次にシルビアが向かったのは帝国を支える防具工房だった。


ここでは、毎日のように帝国軍兵士が身に着ける防具一式が製造されていた。


消えることのない炉の光り。ドロドロに熱せられた鋼と鉄は鋼鉄に変わっていく。


そして、大きな槌を持った男と小さな槌を持った男が、互いに声を張り上げながら槌を振るい形を整えていく。


金床の上には出来上がったばかりの鎧が置かれていた。その鎧は、今にも動き出しそうなほど精巧な作りで、全身を覆うフルプレートアーマーだった。


ずらりと並べられた鎧はどれも鏡のように磨かれており、反射したシルビアの顔がくっきりと映し出されている。


そんな工房の中で、少女が屈強な男たちに負けないくらいに槌を振り続けていた。


桃色の長髪を後ろでひとまとめに束ね、強気な目つき、勝気な性格を感じさせる。少女は上半身Tシャツ姿で、汗もびっしょりとかいていた。腕、背中についた筋肉は美しい顔に似合わず、とてもたくましかった。


額にたまった汗を手で拭い取ったところで、ようやくシルビアに気が付いたのか、作業の手を止めて振り返った。


表情は怒りの形相へと変わり、机の上にあった書類を乱雑に取って、駆け寄ると彼女の顔へと近づけてみせた。


「これ、どういうこと?? こんなむちゃくちゃな製法、認められるわけがないでしょう!?」


少女はそう言い放つと、シルビアに突き出すように書類を突き付けた。そこには、シルビアが依頼した新しい防具の製法だった。


突きつけられた書類をシルビアは見ることなく、手で退かすと口端を吊り上げた。


「セルマ。貴様だからこそできる製法だろ?」

「ふざけないでッ!」


セルマと呼ばれた少女は書類を地面にたたきつけた。


その音で、注目の的となる。作業していた工房の仲間たちも思わず、手を止めてしまう。


誰もが恐れるシルビアに対して、真正面から苦言を呈することができるのは彼女だけだろう。


それ以外が、もし、シルビアに文句でも言ったらその瞬間、首と胴体が離れてしまうことは間違いない。

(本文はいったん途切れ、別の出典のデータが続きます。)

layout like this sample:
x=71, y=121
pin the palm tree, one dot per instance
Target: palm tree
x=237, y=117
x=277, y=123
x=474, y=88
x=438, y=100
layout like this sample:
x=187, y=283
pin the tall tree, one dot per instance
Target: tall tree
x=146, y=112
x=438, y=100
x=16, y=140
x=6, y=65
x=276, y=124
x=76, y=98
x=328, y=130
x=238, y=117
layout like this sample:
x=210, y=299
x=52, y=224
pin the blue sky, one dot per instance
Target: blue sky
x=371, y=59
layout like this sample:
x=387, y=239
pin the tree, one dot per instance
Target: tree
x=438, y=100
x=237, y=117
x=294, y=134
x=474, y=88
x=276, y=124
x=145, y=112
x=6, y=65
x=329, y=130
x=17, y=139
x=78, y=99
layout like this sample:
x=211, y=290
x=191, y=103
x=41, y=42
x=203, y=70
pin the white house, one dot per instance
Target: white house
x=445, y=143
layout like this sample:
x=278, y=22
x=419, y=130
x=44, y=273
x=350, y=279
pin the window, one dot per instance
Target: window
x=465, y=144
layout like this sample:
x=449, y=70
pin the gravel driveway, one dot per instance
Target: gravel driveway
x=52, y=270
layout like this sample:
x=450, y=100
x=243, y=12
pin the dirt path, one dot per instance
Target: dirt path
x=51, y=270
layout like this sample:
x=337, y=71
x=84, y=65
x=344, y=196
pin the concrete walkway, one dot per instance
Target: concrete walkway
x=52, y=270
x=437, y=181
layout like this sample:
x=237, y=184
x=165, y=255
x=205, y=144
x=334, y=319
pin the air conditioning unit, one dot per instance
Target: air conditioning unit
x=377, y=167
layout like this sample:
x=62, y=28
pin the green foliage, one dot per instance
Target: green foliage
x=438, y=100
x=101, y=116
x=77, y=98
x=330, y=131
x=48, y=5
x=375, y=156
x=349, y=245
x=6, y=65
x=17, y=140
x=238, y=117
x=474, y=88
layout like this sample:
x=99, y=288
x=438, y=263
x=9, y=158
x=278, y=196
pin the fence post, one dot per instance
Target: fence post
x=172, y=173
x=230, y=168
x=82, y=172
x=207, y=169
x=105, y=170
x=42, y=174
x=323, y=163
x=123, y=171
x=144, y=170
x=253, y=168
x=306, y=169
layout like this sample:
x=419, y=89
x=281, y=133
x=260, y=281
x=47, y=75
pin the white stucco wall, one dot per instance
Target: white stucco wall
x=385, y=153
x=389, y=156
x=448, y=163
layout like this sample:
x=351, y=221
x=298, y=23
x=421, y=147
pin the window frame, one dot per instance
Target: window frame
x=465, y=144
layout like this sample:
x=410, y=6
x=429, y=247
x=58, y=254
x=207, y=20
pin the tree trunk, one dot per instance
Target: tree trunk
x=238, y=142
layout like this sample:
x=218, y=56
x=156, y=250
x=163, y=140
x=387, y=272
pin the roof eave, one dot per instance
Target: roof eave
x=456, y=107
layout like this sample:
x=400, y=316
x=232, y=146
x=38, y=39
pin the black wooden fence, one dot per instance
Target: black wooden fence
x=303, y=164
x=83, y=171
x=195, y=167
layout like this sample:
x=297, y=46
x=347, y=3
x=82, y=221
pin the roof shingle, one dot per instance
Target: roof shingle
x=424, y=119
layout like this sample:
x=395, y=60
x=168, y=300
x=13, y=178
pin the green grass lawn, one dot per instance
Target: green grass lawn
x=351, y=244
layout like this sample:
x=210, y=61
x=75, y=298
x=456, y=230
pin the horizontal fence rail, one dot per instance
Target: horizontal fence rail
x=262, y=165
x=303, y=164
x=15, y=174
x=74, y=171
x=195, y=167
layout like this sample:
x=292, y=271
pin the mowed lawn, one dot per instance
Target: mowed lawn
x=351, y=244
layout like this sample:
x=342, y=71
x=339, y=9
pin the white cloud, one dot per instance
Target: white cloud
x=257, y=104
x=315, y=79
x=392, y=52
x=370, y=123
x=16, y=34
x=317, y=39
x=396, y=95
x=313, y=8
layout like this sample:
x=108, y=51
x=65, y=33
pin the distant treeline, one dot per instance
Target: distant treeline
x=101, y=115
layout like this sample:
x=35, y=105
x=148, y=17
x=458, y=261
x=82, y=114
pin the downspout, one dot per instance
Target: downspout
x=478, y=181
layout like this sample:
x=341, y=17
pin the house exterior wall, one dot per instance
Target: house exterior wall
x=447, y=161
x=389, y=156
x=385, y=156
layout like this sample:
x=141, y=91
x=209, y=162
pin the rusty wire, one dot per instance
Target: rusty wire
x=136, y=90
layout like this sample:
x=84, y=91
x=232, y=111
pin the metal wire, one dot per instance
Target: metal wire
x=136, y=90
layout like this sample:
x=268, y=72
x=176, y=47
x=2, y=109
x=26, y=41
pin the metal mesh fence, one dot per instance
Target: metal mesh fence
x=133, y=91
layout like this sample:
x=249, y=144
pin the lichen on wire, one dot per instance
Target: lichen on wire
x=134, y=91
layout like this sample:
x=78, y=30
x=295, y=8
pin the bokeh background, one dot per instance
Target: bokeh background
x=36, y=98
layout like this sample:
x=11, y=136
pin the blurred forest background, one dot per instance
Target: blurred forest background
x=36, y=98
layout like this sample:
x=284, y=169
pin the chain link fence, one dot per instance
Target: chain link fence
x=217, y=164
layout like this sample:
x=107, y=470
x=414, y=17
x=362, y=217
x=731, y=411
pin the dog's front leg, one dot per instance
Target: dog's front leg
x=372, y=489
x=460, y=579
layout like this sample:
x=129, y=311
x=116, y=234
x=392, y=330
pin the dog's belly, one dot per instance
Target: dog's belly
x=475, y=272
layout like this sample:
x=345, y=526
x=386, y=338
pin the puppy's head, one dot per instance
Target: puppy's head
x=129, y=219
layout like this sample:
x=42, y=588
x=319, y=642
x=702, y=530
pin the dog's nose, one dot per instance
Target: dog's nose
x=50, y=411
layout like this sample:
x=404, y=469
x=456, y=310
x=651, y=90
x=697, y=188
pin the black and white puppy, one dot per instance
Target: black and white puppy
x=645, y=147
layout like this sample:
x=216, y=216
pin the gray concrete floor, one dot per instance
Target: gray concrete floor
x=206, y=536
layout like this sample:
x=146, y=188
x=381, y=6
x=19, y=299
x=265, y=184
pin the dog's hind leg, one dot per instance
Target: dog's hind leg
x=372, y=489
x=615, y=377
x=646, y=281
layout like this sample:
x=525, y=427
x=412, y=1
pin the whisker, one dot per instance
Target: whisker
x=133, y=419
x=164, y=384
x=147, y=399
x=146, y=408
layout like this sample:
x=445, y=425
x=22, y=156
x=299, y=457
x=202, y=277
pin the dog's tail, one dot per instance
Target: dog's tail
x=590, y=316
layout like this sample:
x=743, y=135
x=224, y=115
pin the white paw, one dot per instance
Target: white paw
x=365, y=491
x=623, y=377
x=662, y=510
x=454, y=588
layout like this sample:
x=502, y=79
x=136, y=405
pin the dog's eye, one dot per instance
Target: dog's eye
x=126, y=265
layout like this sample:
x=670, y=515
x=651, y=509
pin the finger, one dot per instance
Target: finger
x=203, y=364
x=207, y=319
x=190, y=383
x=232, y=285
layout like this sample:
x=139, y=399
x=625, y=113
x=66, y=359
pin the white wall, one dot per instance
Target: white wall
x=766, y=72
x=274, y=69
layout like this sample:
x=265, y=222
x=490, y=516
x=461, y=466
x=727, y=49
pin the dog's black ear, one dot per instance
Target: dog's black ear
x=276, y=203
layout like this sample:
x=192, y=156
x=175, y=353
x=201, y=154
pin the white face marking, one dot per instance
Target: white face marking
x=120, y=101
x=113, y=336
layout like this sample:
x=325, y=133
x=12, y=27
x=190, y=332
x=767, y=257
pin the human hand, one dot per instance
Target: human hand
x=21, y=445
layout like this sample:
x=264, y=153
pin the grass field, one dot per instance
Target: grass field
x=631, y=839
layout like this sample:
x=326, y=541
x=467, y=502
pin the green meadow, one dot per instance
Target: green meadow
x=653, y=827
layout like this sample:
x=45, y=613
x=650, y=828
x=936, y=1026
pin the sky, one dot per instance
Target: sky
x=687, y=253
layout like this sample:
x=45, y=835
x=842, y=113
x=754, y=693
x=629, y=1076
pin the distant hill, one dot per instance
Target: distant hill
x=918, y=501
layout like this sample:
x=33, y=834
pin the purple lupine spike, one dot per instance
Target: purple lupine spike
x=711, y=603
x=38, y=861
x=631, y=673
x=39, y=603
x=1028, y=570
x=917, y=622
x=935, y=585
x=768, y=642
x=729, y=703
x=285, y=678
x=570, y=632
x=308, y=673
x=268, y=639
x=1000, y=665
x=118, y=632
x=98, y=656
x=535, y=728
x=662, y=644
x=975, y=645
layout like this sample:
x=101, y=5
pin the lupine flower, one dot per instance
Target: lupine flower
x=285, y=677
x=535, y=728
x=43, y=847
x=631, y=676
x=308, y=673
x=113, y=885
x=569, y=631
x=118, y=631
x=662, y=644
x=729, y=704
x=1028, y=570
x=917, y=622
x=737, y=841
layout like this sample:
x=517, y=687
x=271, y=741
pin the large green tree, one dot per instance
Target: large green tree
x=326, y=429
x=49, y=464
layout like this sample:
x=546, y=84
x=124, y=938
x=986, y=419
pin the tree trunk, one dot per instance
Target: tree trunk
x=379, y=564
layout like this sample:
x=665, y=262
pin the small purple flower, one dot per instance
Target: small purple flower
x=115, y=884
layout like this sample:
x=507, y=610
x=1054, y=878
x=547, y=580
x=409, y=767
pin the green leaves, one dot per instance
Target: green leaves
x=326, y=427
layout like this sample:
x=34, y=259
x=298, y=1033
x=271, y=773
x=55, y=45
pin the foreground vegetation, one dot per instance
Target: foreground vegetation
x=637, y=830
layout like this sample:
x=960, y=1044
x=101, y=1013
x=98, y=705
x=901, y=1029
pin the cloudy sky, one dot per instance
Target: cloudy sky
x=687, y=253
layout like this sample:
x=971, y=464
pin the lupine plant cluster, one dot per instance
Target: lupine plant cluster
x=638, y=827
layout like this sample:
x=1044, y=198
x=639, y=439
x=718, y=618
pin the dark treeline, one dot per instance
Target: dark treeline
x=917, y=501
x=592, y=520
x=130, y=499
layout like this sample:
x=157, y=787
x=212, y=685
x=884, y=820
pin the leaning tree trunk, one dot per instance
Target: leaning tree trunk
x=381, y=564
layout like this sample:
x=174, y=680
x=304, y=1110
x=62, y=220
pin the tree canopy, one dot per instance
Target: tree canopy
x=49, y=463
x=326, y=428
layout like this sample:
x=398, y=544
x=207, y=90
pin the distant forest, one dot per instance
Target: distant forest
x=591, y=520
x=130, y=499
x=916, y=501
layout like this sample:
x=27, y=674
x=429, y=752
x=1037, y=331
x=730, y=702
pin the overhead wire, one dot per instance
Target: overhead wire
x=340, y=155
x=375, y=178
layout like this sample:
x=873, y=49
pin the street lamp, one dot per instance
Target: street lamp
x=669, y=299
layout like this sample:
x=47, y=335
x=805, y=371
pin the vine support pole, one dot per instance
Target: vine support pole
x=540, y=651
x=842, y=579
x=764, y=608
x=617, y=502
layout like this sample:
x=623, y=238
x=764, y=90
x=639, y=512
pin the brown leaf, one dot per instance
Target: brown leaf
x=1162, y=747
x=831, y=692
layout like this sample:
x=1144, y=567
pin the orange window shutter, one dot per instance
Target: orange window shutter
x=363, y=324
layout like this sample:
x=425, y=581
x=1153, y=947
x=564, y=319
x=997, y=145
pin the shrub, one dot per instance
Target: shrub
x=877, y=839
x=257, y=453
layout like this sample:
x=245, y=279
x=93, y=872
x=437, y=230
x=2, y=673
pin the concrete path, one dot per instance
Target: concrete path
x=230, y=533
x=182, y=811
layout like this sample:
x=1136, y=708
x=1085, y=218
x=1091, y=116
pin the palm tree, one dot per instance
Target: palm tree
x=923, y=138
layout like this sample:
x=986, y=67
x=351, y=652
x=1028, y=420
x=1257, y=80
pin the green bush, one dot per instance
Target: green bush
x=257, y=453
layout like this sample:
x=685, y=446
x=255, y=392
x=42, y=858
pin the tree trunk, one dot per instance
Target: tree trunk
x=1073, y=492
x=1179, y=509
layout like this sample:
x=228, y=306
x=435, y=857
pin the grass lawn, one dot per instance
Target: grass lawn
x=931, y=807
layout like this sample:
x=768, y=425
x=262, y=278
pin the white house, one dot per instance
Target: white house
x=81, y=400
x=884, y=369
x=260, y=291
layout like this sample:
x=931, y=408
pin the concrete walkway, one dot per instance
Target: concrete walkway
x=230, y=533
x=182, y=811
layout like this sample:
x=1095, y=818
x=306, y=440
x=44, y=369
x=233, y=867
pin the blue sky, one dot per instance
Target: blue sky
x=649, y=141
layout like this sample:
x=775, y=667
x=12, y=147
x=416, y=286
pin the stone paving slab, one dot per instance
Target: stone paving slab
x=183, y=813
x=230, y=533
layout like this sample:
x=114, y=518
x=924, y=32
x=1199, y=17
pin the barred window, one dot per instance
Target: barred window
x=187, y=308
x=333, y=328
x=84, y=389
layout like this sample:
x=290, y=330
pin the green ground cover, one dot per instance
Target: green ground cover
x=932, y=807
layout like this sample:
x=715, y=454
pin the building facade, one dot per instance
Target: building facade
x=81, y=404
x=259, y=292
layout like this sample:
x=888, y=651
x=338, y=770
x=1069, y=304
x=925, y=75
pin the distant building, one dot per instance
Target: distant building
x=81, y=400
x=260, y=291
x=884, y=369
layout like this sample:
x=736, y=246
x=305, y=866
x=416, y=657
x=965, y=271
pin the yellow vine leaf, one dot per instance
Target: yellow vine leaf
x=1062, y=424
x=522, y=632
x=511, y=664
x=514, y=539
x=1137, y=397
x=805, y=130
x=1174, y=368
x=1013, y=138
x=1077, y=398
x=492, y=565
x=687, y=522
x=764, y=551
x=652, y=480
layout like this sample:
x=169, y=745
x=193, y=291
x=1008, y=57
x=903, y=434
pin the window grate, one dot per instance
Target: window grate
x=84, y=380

「魔女である貴様がいまだに生かさている理由をもう一度考えた方がいいぞ」


冷たい眼差しを向けるシルビアに、セルマは怯むことなく睨み返す。


二人のやり取りを見て、周囲の職人たちも固唾を飲み込んで見守っていた。


セルマは魔女だ。


母親が魔女と同様、強力な魔法を操ることができ、その血を受け継いでいる。


数百年前の「オルデアンの魔女」の一件以来、帝国は魔女を弾圧していた。ほとんどの魔女は処刑台へ送られたか、火あぶりの刑にあっている。


小さな村で隠れ潜んでいたところをシルビアに見つかってしまい、本来なら殺されているはずだったが、彼女によって、ある条件を引き換えに生かされることになった。


「私が求める魔法防具には貴様の知識と力が必要となる。だから生かしてるんだ。それに、貴様にしかできない仕事もあるからな。私のために尽くせ」


シルビアの言葉を聞いて、セルマは眉間にしわを寄せて奥歯を強く噛み締めた。


「だったら、魔鉱石を手に入れてきて。話はそれからよ」

「魔鉱石は手に入らない。前にも言ったはずだ」


シルビアは冷たく言い放った。


魔鉱石とは、魔物が住み着いた鉱山に自然生成される鉱石の一種だ。


希少性の高い鉱物で、入手するにはかなりの労力が必要になる。


ただでさえ、魔物がいる危険な場所にわざわざ出向いて採掘するというのは現実的ではない。


帝国は急激な戦線拡大によって、兵士の生存性と鎧の改良化は急務だった。


そこで、目をつけたのが、魔鉱石で、手に入れるために冒険者を雇ってまで探させている。


しかし、それでも足りないのだ。


だったらどうするか。


シルビアがある閃いた。


手に入れられないのなら、簡単に手に入れられる物で代用すればいい、と。


セルマに実験に実験を重ねさせて、魔力の塊である『魔石』をようやく作り出すことに成功した。


その生成方法にセルマは気に入らなかった。


命の冒涜であり、倫理に反する行為だと思ったからだ。


魔力の抽出方法は、生きている魔物から魔力を吸い出す事だった。


魔物は、自分の命を糧に魔法を使う。


なので、生け捕りにして、体内にある魔力器官からチューブを突き刺し、抽出機械で吸い取るのだ。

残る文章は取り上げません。